A cela s'ajoutent les changements démographiques et une ère d'inflation persistante. Ces deux éléments feront en sorte que la demande de tout ce qui n'est pas nécessairement vital s'effondre. On maintient encore l'optimisme selon lequel l'inflation est un phénomène temporaire, comme l'écrit Smith. Mais les mauvaises récoltes, le changement climatique, le coût élevé du capital et la montagne de dettes entraîneront une immense réévaluation des actifs.
Pour illustrer l'impact de cette réévaluation, Smith cite le secteur du logement. Au cours des dernières décennies, on pouvait s'attendre à ce qu'un bien immobilier ait une valeur supérieure de 30 %, corrigée de l'inflation, une décennie plus tard. Des investissements sans risque dans l'or en béton étaient proposés à chaque coin de rue. Mais si la demande s'effondre en raison des primes de risque plus élevées et qu'il faut s'attendre à ce que le bien immobilier construit aujourd'hui ait une valeur inférieure de 30 pour cent, corrigée de l'inflation, dans dix ans, qui construira encore des biens immobiliers au prix actuellement élevé ? Smith écrit :
"Pour le moment, la réévaluation est encore modérée, mais si les risques se manifestent, nous devons nous attendre à une accélération de la réévaluation. Si la liquidité se tarit - c'est-à-dire si les acheteurs de maisons et d'actions quittent soudainement le marché - la chute des prix sera dramatique et s'auto-amplifiera".
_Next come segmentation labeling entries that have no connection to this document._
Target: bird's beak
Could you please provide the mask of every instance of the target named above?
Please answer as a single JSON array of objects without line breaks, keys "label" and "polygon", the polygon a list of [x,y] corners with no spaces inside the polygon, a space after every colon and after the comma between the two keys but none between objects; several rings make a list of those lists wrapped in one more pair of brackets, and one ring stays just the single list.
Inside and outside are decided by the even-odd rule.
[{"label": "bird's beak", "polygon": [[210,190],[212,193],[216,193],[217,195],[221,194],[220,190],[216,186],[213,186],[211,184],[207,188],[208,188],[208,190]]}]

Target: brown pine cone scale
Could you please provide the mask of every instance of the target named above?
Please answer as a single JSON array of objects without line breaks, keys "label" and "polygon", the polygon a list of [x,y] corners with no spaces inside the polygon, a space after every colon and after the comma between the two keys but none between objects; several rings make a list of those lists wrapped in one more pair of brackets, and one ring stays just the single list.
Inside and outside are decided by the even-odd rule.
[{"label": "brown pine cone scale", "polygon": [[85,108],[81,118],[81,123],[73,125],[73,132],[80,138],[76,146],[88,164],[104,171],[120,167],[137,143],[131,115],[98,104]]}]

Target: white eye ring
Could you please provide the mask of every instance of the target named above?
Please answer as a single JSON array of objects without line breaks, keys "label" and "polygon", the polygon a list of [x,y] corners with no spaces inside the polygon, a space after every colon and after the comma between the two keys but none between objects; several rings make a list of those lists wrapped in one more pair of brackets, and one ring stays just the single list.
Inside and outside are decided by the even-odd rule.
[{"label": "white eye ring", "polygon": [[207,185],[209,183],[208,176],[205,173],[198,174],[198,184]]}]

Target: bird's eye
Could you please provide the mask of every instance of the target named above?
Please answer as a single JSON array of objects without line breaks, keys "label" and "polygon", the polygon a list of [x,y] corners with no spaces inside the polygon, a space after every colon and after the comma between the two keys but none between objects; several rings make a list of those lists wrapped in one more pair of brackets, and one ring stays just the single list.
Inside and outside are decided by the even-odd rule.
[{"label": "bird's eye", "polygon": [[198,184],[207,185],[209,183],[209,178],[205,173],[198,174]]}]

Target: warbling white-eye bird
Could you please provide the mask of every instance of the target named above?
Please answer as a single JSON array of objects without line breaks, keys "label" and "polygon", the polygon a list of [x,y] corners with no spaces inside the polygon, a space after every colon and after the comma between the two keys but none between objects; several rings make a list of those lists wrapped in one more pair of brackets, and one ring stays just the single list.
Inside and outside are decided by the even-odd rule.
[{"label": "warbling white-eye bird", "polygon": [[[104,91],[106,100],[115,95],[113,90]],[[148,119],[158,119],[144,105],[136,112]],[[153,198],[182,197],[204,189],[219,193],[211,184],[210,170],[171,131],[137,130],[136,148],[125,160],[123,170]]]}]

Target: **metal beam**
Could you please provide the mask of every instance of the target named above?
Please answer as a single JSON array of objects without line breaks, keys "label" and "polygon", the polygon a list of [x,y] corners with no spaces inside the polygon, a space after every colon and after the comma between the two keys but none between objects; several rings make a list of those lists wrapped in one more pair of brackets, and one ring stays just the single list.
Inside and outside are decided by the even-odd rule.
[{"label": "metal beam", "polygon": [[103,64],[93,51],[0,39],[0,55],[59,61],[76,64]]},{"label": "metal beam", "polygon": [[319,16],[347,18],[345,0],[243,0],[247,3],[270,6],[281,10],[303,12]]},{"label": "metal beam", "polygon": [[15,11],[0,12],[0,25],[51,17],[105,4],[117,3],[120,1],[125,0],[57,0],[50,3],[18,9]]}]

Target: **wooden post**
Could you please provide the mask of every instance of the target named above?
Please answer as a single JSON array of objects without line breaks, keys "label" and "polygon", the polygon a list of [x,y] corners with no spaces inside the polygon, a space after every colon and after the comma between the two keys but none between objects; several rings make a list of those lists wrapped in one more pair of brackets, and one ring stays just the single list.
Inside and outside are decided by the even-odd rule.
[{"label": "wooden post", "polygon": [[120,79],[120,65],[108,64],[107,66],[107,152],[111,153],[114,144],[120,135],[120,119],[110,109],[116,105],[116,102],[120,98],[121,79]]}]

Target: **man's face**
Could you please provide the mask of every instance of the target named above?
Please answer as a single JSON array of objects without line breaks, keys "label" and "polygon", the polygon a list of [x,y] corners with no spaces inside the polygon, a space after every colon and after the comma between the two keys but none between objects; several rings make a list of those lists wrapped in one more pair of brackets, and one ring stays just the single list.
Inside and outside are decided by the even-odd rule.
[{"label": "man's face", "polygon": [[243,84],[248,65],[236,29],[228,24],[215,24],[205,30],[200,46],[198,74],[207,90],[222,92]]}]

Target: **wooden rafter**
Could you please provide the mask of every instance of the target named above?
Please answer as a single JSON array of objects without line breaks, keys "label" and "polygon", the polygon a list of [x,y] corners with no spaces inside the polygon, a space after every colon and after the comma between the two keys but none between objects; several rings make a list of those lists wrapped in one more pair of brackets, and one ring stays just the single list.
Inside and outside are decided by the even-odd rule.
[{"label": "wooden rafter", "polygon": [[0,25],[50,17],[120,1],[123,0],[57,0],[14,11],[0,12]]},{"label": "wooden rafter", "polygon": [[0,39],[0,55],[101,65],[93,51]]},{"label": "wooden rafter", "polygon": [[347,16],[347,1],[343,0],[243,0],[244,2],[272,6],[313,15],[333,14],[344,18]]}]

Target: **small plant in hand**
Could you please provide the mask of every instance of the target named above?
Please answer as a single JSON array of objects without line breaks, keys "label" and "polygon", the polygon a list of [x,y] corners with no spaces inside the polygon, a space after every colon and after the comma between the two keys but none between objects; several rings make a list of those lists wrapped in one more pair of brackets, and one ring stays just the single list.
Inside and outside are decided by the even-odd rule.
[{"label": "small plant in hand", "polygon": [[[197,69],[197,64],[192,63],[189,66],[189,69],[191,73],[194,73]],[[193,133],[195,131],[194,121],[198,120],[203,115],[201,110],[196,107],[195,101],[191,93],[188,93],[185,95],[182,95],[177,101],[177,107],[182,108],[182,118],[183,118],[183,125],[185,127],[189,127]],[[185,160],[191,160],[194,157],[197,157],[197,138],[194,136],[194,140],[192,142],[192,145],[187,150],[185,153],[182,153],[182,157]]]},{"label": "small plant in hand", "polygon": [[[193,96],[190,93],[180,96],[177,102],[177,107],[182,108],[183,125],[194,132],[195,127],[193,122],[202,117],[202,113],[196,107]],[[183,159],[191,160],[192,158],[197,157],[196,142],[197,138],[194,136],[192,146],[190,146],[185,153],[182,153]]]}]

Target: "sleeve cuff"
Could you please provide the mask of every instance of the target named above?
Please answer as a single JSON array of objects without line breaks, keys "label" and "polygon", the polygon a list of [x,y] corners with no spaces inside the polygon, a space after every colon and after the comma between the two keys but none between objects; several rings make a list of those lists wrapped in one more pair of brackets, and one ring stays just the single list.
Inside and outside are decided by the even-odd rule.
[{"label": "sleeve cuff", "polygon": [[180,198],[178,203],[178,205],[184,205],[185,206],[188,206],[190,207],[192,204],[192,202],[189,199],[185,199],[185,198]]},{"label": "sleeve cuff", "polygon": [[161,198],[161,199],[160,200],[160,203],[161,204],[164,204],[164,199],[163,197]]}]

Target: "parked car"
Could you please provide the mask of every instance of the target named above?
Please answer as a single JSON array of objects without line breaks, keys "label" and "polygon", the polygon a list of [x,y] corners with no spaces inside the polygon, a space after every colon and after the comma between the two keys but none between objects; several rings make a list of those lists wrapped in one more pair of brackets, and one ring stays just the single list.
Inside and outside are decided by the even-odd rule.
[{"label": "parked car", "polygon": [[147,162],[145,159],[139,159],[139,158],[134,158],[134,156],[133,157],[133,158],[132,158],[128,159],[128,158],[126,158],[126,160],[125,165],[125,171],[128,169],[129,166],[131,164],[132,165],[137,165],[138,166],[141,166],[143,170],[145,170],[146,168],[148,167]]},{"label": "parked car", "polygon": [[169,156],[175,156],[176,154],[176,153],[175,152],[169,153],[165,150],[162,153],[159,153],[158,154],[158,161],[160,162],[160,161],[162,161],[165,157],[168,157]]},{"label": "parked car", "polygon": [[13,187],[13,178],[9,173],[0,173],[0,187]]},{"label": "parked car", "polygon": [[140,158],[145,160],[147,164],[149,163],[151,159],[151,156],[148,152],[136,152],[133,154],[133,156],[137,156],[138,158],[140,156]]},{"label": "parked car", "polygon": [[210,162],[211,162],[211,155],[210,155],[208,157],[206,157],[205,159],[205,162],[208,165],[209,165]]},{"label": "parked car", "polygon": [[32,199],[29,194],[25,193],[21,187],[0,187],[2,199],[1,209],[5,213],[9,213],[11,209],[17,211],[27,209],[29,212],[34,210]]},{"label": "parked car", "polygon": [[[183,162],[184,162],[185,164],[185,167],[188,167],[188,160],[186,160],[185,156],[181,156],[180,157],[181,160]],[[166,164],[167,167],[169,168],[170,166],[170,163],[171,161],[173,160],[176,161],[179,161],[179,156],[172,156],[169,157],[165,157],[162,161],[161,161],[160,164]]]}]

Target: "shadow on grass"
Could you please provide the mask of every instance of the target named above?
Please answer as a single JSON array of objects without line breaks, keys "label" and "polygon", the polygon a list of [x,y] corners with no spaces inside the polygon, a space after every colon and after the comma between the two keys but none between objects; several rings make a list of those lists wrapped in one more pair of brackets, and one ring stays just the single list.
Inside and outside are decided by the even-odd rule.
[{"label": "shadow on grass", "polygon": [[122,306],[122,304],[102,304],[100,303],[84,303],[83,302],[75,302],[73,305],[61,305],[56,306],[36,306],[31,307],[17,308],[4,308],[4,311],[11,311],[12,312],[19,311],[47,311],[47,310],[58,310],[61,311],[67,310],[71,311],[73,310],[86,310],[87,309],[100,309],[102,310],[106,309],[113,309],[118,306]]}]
Le marché est encore porté par la confiance que les Intérêts et L'inflation vont bientôt baisser, que la révolution de l'IA va déchaîner une nouvelle ère d'efficacité et que les tensions géopolitiques vont s'estomper. Et si tout cela ne devait pas être le cas, les Banques centrales trouveront un moyen pour que les marchés boursiers atteignent de nouveaux sommets historiques, contre vents et marées. Mais gare à vous si la confiance en "plus haut, plus loin, plus vite" s'éteint, alors toutes les bulles éclateront en même temps - le méga-krach.